Sul21 – Na condição de ex-ministro da Justiça, como o senhor se posiciona neste debate sobre o controle do judiciário, a partir da tentativa de diminuir o poder de fiscalização do Conselho Nacional de Justiça (CNJ) e da declaração da ministra Eliana Calmon, de que existem “bandidos de toga”?
Tarso Genro – A relação com o Judiciário é sempre tensa, porque o chefe do Executivo tem que saber que quem decide todas as controvérsias jurídicas é o próprio Judiciário. E ninguém decide sobre o Judiciário. Então isso gera um certo desequilíbrio na relação entre os poderes, e uma cautela que os demais poderes têm que ter na relação com o poder Judiciário. Essa questão da ministra Eliana Calmon é pontual. Ela não fez uma acusação genérica, na minha opinião. Ela disse uma coisa que percorre todas as instituições, que todas elas têm problemas em comportamento ético e legal de seus membros e isso está sendo superestimado. Não teve ela, na minha opinião, a intenção de ofender o poder judiciário como um conjunto e nem generalizar essa observação.
Sul21 – O senhor concorda que o CNJ tem papel importante para combater a impunidade no Judiciário?
Tarso Genro – O CNJ tem um papel muito importante e tem cumprido funções muito relevantes. Deveria ser mantido esse poder que eles vêm desempenhado até agora.
Sul21 – Nas eleições municipais de Porto Alegre, o discurso do PT tem sido o de defender a candidatura própria, mas levando em conta a aliança estadual e nacional. Há dois nomes colocados, o do prefeito José Fortunati (PDT) e o da deputada Manuela D’Ávila (PCdoB). A candidatura própria seria uma forma de o PT não se indispor com essas duas forças que dão sustentação para o seu governo?

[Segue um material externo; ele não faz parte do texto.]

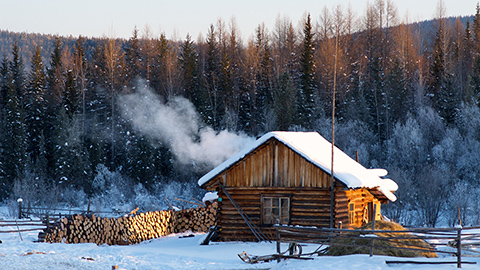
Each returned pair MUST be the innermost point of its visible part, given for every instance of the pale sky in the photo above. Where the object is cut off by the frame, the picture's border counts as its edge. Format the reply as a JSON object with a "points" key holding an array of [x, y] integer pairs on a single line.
{"points": [[176, 18]]}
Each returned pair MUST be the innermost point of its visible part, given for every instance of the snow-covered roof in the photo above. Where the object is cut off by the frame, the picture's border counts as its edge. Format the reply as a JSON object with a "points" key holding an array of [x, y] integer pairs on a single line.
{"points": [[316, 149]]}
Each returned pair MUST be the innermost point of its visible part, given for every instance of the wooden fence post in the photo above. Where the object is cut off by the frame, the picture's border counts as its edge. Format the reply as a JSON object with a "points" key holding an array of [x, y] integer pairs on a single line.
{"points": [[20, 200], [459, 248], [48, 222], [277, 236], [373, 229]]}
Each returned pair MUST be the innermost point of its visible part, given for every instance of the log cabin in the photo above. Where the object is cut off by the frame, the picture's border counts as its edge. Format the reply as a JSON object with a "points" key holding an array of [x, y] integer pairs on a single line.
{"points": [[285, 178]]}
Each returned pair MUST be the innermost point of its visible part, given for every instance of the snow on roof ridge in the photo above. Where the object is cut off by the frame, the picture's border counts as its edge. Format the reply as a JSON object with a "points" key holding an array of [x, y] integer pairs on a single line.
{"points": [[316, 149]]}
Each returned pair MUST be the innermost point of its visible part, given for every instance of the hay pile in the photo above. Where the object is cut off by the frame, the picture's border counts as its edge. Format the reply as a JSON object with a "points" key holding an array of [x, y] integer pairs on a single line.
{"points": [[345, 245]]}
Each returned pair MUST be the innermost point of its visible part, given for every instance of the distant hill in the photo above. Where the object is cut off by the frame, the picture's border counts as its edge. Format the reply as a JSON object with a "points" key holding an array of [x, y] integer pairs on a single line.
{"points": [[28, 41]]}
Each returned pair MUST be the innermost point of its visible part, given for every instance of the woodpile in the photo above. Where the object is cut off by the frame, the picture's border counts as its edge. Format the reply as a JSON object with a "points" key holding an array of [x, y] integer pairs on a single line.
{"points": [[130, 229]]}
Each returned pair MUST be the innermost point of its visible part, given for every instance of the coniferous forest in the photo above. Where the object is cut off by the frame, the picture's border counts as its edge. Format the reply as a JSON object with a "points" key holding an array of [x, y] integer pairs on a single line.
{"points": [[106, 118]]}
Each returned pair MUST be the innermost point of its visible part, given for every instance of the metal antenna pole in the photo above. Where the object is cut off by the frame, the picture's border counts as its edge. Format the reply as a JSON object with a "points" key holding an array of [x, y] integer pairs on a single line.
{"points": [[332, 184]]}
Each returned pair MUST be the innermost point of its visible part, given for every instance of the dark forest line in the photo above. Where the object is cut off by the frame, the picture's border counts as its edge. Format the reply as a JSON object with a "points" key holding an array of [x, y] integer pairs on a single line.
{"points": [[407, 99]]}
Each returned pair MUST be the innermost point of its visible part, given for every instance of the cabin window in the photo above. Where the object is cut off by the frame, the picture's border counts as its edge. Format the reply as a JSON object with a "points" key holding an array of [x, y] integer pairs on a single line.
{"points": [[351, 213], [275, 210]]}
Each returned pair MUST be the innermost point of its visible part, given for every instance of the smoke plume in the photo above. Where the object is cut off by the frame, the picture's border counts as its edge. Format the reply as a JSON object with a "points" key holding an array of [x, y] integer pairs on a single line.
{"points": [[176, 124]]}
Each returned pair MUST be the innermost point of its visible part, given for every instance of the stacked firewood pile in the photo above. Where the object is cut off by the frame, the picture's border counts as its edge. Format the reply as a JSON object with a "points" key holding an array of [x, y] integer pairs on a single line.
{"points": [[130, 229]]}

Tarso Genro – Eu defendo internamente que a nossa estratégia deva ser ter um candidato e sentar na mesa com nossos aliados preferenciais, para ver qual é a melhor possibilidade. Nós somos o maior partido do Estado, governamos o Estado, temos uma experiência de gestão pública na prefeitura de Porto Alegre. Nós devemos sim escolher o nosso candidato, o mais breve possível. E dizer principalmente ao PSB e ao PCdoB que sentem conosco e construir a unidade da esquerda. Quanto à hipótese do Fortunati, ela me parece cada vez mais distante. Não pelo Fortunati como pessoa ou quadro político e nem pelo PDT, que é nosso aliado aqui no governo, mas é que o Fortunati já definiu como aliados preferenciais os nossos adversários estratégicos no Estado. Que são PSDB e PMDB, que aqui são aliados do déficit zero, da Yeda e da direita conservadora que criou o caldo de cultura do antipetismo, que felizmente já foi derrotado.